For translation, I built an LLM subtitle translator that chunked SRT files, supported many target languages, retried failed chunks, split difficult chunks into smaller pieces, preserved subtitle order, and validated model output. The translator checked line counts, timestamp structure, forbidden meta prefixes, no-dub markers, and target-language Unicode/codepoint ranges for languages like Japanese, Korean, and Thai so wrong-script or malformed outputs could be caught before downstream TTS.
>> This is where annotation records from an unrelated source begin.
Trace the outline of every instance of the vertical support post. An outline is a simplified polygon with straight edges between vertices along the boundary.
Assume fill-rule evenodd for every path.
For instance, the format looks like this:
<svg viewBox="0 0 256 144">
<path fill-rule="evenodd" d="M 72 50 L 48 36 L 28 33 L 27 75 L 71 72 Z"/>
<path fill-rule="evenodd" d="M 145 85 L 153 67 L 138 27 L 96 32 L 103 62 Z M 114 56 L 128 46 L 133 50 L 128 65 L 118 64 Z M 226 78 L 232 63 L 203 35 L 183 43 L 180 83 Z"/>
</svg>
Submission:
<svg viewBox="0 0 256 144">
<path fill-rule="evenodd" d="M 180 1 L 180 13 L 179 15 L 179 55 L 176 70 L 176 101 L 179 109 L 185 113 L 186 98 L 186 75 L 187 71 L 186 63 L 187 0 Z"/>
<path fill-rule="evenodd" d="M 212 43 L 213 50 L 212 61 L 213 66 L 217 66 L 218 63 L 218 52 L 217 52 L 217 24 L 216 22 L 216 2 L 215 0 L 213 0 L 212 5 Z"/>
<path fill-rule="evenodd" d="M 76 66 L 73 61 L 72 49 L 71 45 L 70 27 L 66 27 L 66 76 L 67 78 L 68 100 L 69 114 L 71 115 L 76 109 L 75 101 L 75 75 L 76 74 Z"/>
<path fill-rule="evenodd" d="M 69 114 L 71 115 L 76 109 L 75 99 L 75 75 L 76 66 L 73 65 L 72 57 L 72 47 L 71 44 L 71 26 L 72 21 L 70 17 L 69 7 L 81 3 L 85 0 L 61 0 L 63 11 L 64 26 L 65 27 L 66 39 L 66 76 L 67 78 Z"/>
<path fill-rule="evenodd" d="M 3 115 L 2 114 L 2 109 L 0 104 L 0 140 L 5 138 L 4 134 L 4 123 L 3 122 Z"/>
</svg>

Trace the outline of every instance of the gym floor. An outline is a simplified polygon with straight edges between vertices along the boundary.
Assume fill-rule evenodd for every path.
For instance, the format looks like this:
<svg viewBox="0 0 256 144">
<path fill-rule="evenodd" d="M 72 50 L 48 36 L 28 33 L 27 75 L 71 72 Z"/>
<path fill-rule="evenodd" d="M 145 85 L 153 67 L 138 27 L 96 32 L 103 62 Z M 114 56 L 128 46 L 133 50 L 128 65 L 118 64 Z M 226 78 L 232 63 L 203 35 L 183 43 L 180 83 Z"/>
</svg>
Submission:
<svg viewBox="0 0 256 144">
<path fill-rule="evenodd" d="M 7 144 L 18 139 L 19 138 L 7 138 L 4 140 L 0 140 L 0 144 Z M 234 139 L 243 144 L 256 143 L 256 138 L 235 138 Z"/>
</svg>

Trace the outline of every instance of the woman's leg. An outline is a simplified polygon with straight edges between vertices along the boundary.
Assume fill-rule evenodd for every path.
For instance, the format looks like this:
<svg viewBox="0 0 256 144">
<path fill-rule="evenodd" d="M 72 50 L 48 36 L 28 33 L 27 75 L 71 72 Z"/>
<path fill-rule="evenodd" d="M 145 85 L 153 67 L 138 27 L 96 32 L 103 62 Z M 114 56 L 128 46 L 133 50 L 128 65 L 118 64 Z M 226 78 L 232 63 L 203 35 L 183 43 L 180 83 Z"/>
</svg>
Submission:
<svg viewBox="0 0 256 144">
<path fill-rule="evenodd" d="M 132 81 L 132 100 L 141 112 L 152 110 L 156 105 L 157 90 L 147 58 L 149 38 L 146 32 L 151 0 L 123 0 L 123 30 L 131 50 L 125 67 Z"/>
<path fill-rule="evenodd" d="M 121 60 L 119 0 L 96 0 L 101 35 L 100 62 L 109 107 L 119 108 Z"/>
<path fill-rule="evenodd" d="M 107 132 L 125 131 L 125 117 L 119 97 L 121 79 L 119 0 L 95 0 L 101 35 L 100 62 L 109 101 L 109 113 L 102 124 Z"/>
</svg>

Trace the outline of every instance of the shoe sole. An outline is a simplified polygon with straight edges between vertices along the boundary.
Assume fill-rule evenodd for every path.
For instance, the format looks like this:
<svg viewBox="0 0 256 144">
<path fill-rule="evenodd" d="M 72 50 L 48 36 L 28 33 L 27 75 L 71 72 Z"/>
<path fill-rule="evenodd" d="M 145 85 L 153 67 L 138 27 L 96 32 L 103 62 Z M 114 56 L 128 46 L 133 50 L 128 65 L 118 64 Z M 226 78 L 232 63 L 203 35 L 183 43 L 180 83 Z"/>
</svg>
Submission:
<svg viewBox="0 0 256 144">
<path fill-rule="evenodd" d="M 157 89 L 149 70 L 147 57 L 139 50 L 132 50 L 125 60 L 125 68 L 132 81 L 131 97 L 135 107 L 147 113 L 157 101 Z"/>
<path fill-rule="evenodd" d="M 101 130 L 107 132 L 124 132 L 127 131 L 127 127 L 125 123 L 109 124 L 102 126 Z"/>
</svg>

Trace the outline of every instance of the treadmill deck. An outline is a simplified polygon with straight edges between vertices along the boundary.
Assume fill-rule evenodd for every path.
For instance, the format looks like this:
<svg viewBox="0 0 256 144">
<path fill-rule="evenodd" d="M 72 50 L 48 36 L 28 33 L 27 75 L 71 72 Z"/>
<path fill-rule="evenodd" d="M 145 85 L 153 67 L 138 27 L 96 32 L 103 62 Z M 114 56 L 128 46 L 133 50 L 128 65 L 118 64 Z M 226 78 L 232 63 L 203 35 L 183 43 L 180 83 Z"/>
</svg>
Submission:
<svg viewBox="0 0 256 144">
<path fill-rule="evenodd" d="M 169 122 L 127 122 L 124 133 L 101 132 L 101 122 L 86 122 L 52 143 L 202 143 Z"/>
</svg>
The TTS pipeline generated zero-shot speech from reference vocal audio. It sliced reference audio per subtitle, dispatched line-level or batch TTS jobs to deployed TTS services, reconstructed a full timeline from generated lines, aligned output to subtitle slots, handled reruns for edited lines, uploaded line artifacts, and then ran post-TTS processing. Finalization mixed generated speech with accompaniment from the separation service, optionally muxed audio back into video, converted final audio, uploaded final SRT/audio/video outputs to object storage, and cached reusable artifacts by video, language, separation service, and duration limits.